I hope our upcoming conference will be a little contribution to come together with people from all over the world to push a common strategy a step forward.

I hope it will not be a little but a big contribution. I keep talking about HIV. I remember when we had global days of action as civil society on HIV, against pharmaceutical companies. I remember when activists where protesting outside of pharmaceutical companies in London, in Germany and in many other countries because of patents. That’s what we have to do now. We need to be out there and we need to be winning the argument about the way the world has to look and what the values and the priorities of the world are!

The interview was conducted by Anne Jung.

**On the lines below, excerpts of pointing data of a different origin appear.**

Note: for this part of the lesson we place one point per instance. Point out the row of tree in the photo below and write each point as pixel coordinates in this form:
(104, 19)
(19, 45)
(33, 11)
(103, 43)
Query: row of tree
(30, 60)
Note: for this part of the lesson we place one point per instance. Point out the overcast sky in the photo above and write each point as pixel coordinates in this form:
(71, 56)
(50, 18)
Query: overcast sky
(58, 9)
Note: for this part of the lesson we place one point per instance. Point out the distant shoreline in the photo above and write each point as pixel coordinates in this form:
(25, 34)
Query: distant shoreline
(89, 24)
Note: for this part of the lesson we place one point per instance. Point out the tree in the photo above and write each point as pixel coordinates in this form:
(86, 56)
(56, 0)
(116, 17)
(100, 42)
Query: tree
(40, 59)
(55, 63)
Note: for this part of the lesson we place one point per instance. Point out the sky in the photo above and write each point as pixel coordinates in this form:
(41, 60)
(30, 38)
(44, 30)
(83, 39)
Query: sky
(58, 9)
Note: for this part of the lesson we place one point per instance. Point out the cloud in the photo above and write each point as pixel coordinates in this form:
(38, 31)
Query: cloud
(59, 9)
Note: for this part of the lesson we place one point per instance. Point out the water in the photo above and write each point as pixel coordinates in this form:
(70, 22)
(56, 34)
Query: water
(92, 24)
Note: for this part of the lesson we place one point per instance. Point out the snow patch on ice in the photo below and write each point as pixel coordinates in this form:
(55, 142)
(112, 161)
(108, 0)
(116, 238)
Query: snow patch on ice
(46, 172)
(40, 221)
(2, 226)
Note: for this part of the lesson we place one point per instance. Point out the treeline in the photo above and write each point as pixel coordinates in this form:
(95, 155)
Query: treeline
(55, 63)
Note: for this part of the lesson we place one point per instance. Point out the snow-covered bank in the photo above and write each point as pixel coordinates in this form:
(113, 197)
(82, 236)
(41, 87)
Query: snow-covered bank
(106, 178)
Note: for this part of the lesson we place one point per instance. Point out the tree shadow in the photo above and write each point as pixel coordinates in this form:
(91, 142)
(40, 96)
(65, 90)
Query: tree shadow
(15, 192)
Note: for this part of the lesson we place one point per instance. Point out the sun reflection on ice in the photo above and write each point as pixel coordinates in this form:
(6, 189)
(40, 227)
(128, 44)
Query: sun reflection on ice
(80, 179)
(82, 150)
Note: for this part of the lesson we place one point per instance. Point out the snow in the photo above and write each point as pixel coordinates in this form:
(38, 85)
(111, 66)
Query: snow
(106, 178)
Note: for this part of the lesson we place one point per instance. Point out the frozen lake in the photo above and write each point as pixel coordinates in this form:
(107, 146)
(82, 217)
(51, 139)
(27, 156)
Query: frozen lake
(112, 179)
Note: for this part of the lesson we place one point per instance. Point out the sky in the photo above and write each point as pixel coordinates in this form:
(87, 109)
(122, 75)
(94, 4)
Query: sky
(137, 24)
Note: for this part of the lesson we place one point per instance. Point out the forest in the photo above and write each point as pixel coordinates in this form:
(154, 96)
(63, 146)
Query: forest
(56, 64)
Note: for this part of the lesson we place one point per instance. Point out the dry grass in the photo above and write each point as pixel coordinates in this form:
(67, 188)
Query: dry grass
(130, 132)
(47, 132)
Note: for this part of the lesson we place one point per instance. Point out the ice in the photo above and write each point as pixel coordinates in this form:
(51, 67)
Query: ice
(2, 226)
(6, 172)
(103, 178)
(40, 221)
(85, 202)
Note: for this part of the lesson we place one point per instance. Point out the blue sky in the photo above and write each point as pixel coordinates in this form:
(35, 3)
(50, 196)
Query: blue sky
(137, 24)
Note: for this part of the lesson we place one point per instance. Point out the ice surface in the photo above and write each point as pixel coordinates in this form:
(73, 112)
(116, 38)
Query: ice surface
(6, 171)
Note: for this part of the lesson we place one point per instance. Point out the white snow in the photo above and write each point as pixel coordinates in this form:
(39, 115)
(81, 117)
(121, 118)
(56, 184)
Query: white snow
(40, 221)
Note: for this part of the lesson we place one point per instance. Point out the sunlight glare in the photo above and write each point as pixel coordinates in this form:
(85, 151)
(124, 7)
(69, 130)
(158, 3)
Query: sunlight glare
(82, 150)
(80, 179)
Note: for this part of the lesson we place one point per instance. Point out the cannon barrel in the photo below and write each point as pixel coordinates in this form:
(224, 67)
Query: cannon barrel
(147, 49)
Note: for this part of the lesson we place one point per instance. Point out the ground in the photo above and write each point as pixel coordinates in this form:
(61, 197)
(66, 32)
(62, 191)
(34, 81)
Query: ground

Mark Heywoodis a South African human rights activist focusing on the right to health. He served as secretary general of the Treatment Action Campaign, which advocates for free and open access to AIDS medicines, and until 2019 chaired SECTION 27, a nongovernmental organization that uses public relations campaigns and legal tools to fight for the right to health and education. Since then, he has served as co-editor of the new civil society section in South Africa's most widely read online newspaper, the Daily Maverick, Maverick Citizen. He also conducts research on activism and strategies for asserting socioeconomic rights and aligning economic policy with the realization of those rights.